Libya Oil Exports Seen Limited Until Blockades on Fields Liftedby and
National Oil Corp. seeks exports resumption after ports reopen
Factions in divided nation continue to shut oil fields
Libya’s state crude producer is working to resume oil shipments from three ports after a deal was struck to settle payments to local guards. The move may triple production but only once blockades on oil fields that supply the ports are lifted.
National Oil Corporation “will now start working” with the unity government of the divided north African country to restart exports from the ports of Ras Lanuf, Es Sider and Zueitina, according to an e-mailed NOC statement. The resumption of exports from the ports and the release of budget money to the NOC would help boost Libya’s oil production by more than 900,000 barrels a day by the end of the year, it said.
“We need to be clear there are still big military, political and legal obstacles that must be resolved,” NOC Chairman Mustafa Sanalla said in the statement. “In the spirit of national unity, we urge the tribes and the municipalities in the oil-producing areas all over Libya to cooperate and join our commitment to let Libya’s oil flow freely.”
Libya’s oil production dwindled to 320,000 barrels a day in June from 1.6 million barrels before the 2011 revolt as various armed factions fought for control of the country holding Africa’s biggest oil reserves. Tribes and local factions have shut oil fields including Repsol SA-operated Sharara, Libya’s largest oil field, and ENI SpA’s Elephant, known as El Feel, which have a combined capacity of more than 450,000 barrels a day. Force majeure, a legal clause allowing Libya to stop shipments, was declared for all three ports in 2014 after a series of attacks.
“There are still numerous hurdles that need to be overcome including the opposition of the tribes controlling the associated fields and the damage to the terminal infrastructure,” Richard Mallinson, an analyst at Energy Aspects Ltd. in London, said by phone. “A separate round of negotiations seems to be required to reopen the fields. Plus, even the NOC statement suggests that force majeure will not be lifted immediately and hence there is no increase in exports just yet.”

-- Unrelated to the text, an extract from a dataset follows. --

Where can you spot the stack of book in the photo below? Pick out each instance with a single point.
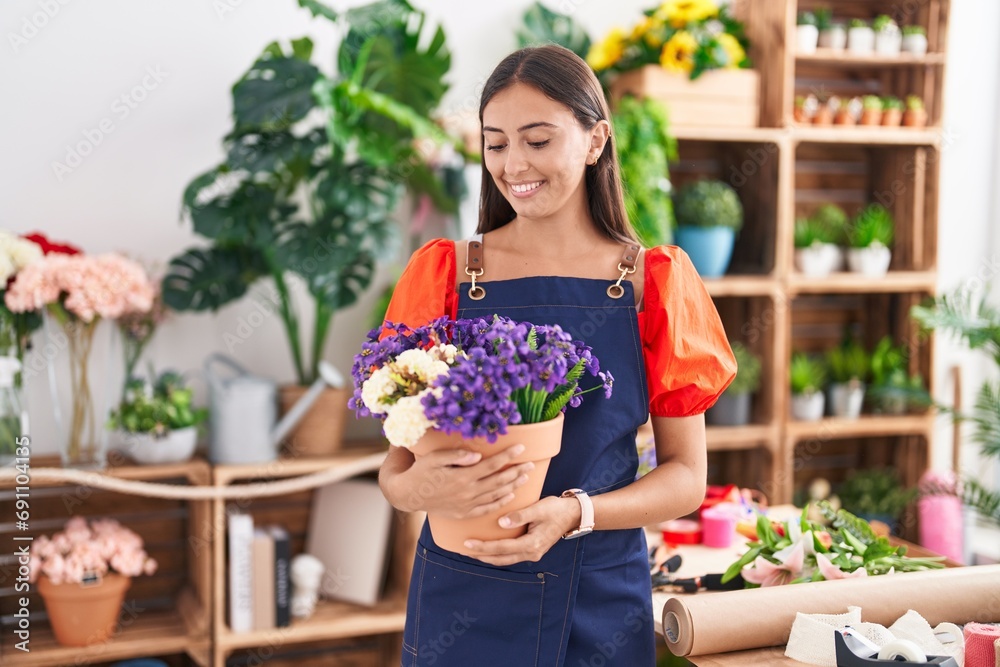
(259, 584)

NOC initially criticized the pay deal signed last week, under which Libya’s unity government agreed to settle with Petroleum Facilities Guard members in exchange for them to reopen the oil ports. NOC then backed the agreement after the presidency council confirmed that the only money paid to the PFG is in overdue salaries, the company said in a statement on its website Sunday.
“This is basically another example of another short term arrangement that will probably not prove to be durable in the long term,” Bill Farren-Price, chief executive officer at consultant Petroleum Policy Intelligence, said by phone. “While we might see some short term uptick in production, if the deal is implemented, the political issues are going to continue to impeded the oil sector.”
“Libya has now been into years of zero maintenance for the infrastructure so there’s a concern about the infrastructure damage,” said Farren-Price. “There are a few million barrels in the storage in some of the ports, so not very much really. We just don’t see the conditions as being positive and supportive of a long term recovery.”